Me too: https://syme.herokuapp.com
SSH is really handy for this kind of thing as long as you don't need a browser.
In 6 months, I have been using IM mainly first half, email mainly the second.
While using IM, I tended to talk more about doing than rather doing. It used to take hours to discuss things and chats which were supposed to be 15mins long happened to be an hour or more.
When switched to email, I became way more efficient. I spent more time on thinking about questions I'm asking, and questions to potential answers. This lead to 1) well thought designs 2) efficient communication 3) no distracting IM.
IM is still good for the times when you need to discuss something quickly. And I mean really quickly.
I guess it largely depends on the stakeholders/managers communication habits.
P.S. I am working solo with my boss
I believe that not having a place would help in keeping the blood pumping and staying proactive, yet it would probably be hard during crunch times if the correct workspace cannot be found.
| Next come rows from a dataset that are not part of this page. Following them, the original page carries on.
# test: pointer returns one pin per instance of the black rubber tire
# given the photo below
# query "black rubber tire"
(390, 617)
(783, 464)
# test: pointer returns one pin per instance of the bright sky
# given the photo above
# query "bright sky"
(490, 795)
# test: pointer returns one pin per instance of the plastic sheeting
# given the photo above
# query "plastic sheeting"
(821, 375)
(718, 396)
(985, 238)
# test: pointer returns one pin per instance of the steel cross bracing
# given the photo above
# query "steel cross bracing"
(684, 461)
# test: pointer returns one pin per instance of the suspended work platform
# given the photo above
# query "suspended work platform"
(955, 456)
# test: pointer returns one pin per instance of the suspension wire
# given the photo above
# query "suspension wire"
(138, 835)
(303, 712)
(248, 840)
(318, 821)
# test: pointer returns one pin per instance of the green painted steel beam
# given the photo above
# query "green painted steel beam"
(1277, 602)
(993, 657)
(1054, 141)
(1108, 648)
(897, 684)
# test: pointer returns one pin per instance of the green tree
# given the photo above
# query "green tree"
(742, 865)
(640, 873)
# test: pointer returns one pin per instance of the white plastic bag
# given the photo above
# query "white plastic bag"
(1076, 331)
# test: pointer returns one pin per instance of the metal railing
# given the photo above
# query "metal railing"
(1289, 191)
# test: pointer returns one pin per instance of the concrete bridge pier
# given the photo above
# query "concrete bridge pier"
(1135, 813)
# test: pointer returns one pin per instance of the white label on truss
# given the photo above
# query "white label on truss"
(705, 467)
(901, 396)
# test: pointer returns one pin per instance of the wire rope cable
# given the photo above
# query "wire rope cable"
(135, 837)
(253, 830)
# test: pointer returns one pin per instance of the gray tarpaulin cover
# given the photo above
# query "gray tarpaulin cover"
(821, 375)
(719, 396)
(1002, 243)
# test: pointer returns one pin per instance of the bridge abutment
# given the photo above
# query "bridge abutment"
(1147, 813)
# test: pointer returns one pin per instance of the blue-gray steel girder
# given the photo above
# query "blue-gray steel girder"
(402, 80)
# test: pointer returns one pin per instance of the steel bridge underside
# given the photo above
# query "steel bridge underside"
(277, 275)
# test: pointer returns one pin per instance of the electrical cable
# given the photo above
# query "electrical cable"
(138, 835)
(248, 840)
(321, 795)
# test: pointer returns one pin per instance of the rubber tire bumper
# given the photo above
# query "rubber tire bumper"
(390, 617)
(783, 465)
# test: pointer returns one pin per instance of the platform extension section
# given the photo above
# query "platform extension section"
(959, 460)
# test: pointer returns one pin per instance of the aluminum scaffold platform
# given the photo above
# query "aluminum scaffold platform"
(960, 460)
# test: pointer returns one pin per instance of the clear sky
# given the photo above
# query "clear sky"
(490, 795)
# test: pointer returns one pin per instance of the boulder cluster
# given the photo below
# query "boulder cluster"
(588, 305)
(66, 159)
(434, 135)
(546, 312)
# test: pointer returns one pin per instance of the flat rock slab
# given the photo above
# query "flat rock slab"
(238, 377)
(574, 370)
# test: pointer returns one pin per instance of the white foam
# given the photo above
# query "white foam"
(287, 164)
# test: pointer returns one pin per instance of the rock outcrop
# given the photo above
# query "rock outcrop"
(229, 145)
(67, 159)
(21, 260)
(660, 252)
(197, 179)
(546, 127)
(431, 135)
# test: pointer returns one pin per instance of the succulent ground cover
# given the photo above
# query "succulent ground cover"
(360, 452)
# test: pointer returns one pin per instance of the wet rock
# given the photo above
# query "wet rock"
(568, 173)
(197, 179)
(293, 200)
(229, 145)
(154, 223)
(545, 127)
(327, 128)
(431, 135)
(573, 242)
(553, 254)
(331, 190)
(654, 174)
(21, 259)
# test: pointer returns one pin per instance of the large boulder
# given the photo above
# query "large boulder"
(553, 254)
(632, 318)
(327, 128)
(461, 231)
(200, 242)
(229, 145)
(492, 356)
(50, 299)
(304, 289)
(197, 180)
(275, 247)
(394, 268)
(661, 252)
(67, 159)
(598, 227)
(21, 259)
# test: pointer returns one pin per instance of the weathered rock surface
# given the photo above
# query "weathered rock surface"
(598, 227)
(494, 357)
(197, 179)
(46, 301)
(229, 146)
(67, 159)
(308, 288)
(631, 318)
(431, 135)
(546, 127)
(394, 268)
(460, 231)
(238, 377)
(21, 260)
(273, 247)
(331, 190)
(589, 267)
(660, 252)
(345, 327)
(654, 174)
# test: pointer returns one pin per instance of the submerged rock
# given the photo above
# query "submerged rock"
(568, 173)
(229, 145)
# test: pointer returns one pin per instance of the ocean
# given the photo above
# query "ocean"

Would it be worth giving a shot?
My working space is pretty much always just wherever I'm living at the time. Which means that checking ahead to make sure I'll have a decent internet connection is part of picking a place to live. I especially like when I can find a place that has at least a separate office nook.
Also, as someone mentioned, it's better if you stay longer in one place. That way, you have time to see stuff and also to work.
The most important aspect is being ready to work and actually doing the work when the time comes.
In fact, if you're remote, then I would be hesitant to tell them that you're travelling (unless you need to be on-call).
If you already are strong in these areas and continue your current behavioral patterns you should be fine.
If you live somewhere outside a densely populated area, or if your eating-exercise-social patterns revolve around work you can be in for a very difficult time. The first weeks, months, may be fun, years in you can end up with real medical problems.
Figure those three things out, and then wrap your work patterns around that. It is much more sustainable.
The best line in this post for me. If only we could all print this and stick on on our walls!!
Also, I pretty much have my headphones on all the time, which is not so different from when I worked in a real office.
I have met some of the smartest and most amazing people in these places. It's also nice because doesn't make you such a loner :-)
I'm searching for a part-time job somewhen in the future.
I was wondering: are there any firms that don't set strict number of hours one have to work? How many of them is like that?